Besonders Menschen in armen Ländern, die wohlgemerkt am wenigsten zur globalen CO2-Belastung beitragen, sind am meisten gefährdet, aufgrund von Klimaveränderungen ihre Lebensgrundlage zu verlieren. Oft bleibt ihnen nichts anderes übrig, als ihre Heimat zu verlassen. Auch viele Länder, in denen die Textilindustrie ansässig ist fallen darunter. Gerade heute möchten wir deshalb darauf aufmerksam machen, dass Klimawandel und Flucht stark zusammenhängen und wie sehr Länder des globalen Südens die Auswirkungen unseres Handelns im Norden spüren. 

This is a racial justice issue.

Wenn reiche, weiße Menschen ihr zuhause verlassen müssen, wie zum Beispiel während der Buschbrände in Australien, gibt es viel Aufmerksamkeit in den Medien. Wenn unglaublich viele BIPOC aufgrund von Klimaveränderungen und deren Auswirkungen flüchten, spricht kaum jemand darüber. Erkennt ihr das Problem?

Wer sind überhaupt Klimaflüchtlinge?

Klimaflüchtlinge sind Menschen, die aufgrund von Naturkatastrophen, die vor allem durch den Klimawandel immer häufiger und heftiger auftreten, gezwungen sind ihre Heimat zu verlassen.

Warum wird gibt es eine Unterscheidung zu Menschen, die aus anderen Gründen flüchten?

Bis 2020 hatten Klimaflüchtlinge nicht die gleichen Rechte wie andere Flüchtlinge. Im Januar diesen Jahres hat die UN dann beschlossen, dass es gestetzeswidrig ist, Menschen ih ihr Land zurückzuschicken, wenn ihr Leben durch den Klimawandel bedroht sein könnte. Das ist ein riesiger Fortschritt, mit dem endlich anerkannt wird, dass der Klimawandel starke Auswirkungen auf Menschenleben hat.

Wo sind die Menschen am meisten gefährdet?
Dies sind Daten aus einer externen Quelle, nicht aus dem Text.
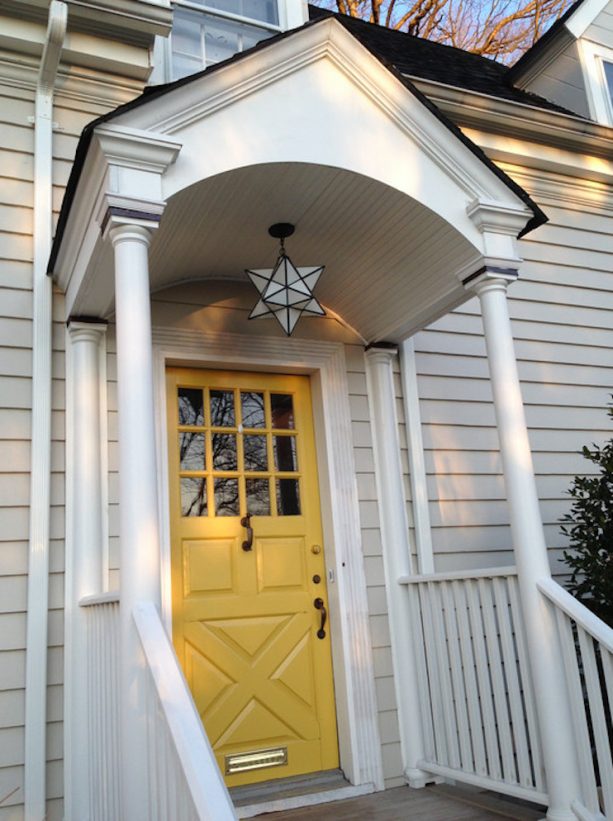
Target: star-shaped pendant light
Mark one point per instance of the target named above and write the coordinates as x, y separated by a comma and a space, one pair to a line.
286, 291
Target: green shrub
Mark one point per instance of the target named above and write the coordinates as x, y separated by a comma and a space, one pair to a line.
589, 527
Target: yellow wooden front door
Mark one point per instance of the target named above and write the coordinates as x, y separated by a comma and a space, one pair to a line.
247, 610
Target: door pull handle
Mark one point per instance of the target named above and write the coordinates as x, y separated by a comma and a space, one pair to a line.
246, 523
318, 604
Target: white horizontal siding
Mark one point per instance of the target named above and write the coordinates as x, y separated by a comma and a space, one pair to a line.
562, 316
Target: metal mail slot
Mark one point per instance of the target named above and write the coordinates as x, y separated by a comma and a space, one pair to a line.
256, 760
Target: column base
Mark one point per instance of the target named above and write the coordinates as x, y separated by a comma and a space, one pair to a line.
560, 815
417, 779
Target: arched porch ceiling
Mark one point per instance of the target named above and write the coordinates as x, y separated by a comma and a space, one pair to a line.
312, 129
389, 261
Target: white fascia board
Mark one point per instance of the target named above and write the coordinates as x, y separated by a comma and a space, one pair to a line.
579, 22
327, 41
559, 43
502, 148
593, 56
513, 119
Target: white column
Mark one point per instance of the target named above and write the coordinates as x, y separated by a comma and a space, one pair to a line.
138, 510
396, 554
84, 575
530, 551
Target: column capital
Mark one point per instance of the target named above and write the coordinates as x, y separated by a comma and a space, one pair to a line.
381, 352
119, 224
490, 278
81, 329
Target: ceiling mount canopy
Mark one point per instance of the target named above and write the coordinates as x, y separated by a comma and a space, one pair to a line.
286, 292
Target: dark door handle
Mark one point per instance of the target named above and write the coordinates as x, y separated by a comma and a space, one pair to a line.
318, 604
246, 523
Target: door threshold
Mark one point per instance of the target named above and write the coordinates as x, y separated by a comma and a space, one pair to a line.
291, 793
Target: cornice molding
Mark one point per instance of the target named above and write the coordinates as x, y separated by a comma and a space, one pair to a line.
567, 192
133, 148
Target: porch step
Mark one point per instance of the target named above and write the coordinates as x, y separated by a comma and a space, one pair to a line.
284, 788
435, 803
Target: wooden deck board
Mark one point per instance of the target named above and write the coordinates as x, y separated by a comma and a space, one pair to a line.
402, 803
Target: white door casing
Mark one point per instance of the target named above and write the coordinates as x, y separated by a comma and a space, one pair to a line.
359, 743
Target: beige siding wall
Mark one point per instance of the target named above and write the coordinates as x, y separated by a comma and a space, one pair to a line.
601, 30
72, 113
562, 314
562, 82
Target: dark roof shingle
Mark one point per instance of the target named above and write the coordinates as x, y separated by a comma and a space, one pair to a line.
416, 57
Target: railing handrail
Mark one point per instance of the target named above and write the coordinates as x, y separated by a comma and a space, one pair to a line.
460, 575
578, 612
112, 597
209, 792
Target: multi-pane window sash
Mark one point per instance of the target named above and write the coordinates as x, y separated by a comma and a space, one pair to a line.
204, 34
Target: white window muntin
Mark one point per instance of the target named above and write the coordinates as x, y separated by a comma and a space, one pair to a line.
203, 34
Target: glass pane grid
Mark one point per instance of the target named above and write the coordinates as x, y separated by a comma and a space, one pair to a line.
229, 468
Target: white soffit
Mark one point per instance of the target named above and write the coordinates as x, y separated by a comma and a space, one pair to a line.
319, 96
388, 259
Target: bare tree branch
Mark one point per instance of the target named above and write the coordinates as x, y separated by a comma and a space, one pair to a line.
502, 29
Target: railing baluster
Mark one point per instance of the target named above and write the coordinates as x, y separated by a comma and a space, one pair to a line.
485, 690
442, 655
573, 682
498, 682
599, 723
457, 678
527, 688
511, 673
422, 672
430, 640
470, 678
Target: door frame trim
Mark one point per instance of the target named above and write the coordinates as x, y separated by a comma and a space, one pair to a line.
356, 705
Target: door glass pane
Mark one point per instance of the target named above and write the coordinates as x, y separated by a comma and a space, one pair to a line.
256, 457
288, 497
282, 410
224, 451
191, 451
191, 408
258, 497
222, 409
252, 408
193, 496
285, 453
226, 497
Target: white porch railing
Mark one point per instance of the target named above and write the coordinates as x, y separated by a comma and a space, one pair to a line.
185, 781
102, 618
479, 718
586, 644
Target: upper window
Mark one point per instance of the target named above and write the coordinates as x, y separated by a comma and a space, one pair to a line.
206, 33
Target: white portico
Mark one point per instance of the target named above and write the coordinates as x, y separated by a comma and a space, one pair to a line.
180, 187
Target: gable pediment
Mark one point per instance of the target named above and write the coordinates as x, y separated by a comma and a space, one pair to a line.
317, 95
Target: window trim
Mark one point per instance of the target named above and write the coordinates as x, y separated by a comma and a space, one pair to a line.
599, 94
291, 14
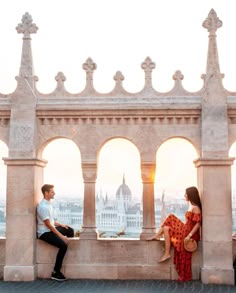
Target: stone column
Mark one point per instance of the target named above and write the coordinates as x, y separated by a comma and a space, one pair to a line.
23, 189
214, 169
148, 177
89, 222
215, 184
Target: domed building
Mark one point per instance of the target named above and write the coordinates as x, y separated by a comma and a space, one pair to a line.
120, 214
123, 196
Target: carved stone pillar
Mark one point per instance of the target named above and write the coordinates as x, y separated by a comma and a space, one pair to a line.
89, 222
214, 177
148, 176
24, 179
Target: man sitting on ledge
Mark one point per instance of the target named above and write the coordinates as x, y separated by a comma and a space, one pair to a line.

Länder, die unter dem Meeresspiegel liegen, von Dürre, Überschwemmungen und anderen Naturkatastrophen bedroht sind. Dies betrifft vor allem Länder des globalen Südens. Dabei dürfen wir nicht vergessen, dass es auch innerhalb von reichen Nationen, die betroffen sind, immer die ärmeren Gesellschaftsschichten sowie BIPOCs am härtesten trifft.

Was können wir dagegen tun?

– Unsere CO2 Emissionen (jede/r Einzelne) reduzieren. Den größten Effekt hat es, die Erderwärmung nicht über 1,5Grad steigen zu lassen und sich an das Pariser Abkommen zu halten.

– NGOs und Unternehmen unterstützen, die sich um den Schutz und die Rechte von Klimaflüchtlingen kümmern.

– Petitionen, wie diese, unterschreiben, die die Politik auffordern, dieses Thema auf die Agenda zu setzen.